# Turkey Hunt 09'



## cwp (Nov 25, 2007)

So fellas the hunt has been and gone. I must say that I have been quite dissapointed in some of my fellow hunters and their lack of education when it comes to a new species. (You don't sneak up on turkeys with much success, and when you come into a blind with people in it you should leave the area instead of hunting 25 yards in front of the blind!) Opening morning I was set up and things looked like the hunt was going to be over by 8am on the first day. I was set up about 200 yards from their roost and they were going crazy. They were gobbling every time I would call and I was getting excited. Shortly after sunrise they flew down and we had turkeys around us everywhere. We had hens close enough to the blind that I could have reached out and grabbed her with my hands. We had a tom and 3 hens come into the blind and stop behind a rock, unable to identify which head belonged to which bird we reluctanly passed as they turned and went down the trail away from us. By monday the birds have quit calling and we were getting no where very fast. We decided to move the blind and try a different area. We found an area with a lot of sign and set up.
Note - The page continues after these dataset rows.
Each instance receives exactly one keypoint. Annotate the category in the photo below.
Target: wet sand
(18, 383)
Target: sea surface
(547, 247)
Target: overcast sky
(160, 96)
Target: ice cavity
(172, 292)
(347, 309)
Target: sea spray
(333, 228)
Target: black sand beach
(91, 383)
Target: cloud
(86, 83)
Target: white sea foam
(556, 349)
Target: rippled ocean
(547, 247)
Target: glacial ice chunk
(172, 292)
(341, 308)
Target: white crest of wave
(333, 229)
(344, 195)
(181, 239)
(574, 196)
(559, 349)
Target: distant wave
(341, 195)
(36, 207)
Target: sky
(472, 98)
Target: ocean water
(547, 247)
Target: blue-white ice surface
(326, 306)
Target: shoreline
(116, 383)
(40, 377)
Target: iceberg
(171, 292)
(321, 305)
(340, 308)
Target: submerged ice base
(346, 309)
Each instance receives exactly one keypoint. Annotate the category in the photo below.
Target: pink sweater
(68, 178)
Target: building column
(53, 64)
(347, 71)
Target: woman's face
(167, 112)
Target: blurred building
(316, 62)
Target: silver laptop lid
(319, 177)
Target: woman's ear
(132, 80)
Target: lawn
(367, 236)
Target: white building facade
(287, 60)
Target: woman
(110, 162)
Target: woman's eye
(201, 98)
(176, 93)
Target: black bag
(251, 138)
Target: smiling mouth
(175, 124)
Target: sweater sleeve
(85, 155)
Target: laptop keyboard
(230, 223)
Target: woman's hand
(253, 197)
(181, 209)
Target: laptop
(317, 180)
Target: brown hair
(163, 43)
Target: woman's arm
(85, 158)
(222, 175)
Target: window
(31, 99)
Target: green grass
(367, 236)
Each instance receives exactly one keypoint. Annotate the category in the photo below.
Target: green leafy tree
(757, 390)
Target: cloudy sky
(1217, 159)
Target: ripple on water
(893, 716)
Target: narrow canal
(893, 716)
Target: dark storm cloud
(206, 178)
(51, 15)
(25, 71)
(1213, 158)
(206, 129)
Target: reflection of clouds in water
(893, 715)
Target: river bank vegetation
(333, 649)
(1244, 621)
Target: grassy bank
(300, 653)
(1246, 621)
That night we only had 2 hens come into the decoys and we were out of there at dark. Today we hiked back into the blind and waited for the birds to come out of their roost. at about 8am the parade started when we had 8 hens and1 tom come into the decoys. The tom wasn't interested in the decoys or what we were doing. After he had gotten past the decoys and over the ridge he came back, but this time closer. To make a long story short dad bagged his bird today at 8am. It wasn't the biggest bird on the mountain, but it was a blast. He had a 8inch beard and 1" spurrs.


----------



## Huntoholic (Sep 17, 2008)

Congradulations on the bird !!! It looks like you had a good time and got to spend time with your dad.

The un-educated are sometimes hard to take, but the time spent with your dad will live on. Forget the idiots, they are not worth remembering.


----------



## bwhntr (Sep 12, 2007)

Congrats! 


btw...why are you guys so happy in your pics??? :mrgreen:


----------



## bigdaddyx4 (Jan 11, 2008)

Good work! I can't wait to get out for mine! Where was that bird shot? It looks very familiar.


----------



## cwp (Nov 25, 2007)

bigdaddyx2 said:


> Good work! I can't wait to get out for mine! Where was that bird shot? It looks very familiar.


It was shot on the Nebo unit.


----------



## REPETER (Oct 3, 2007)

I'm a little behind on seeing this, but way to go! I can only imagine that would be a very challenging hunt, especially not only dealing with the other hunters, but also the general public...glad your pa was able to bag one (with your help of course.)


----------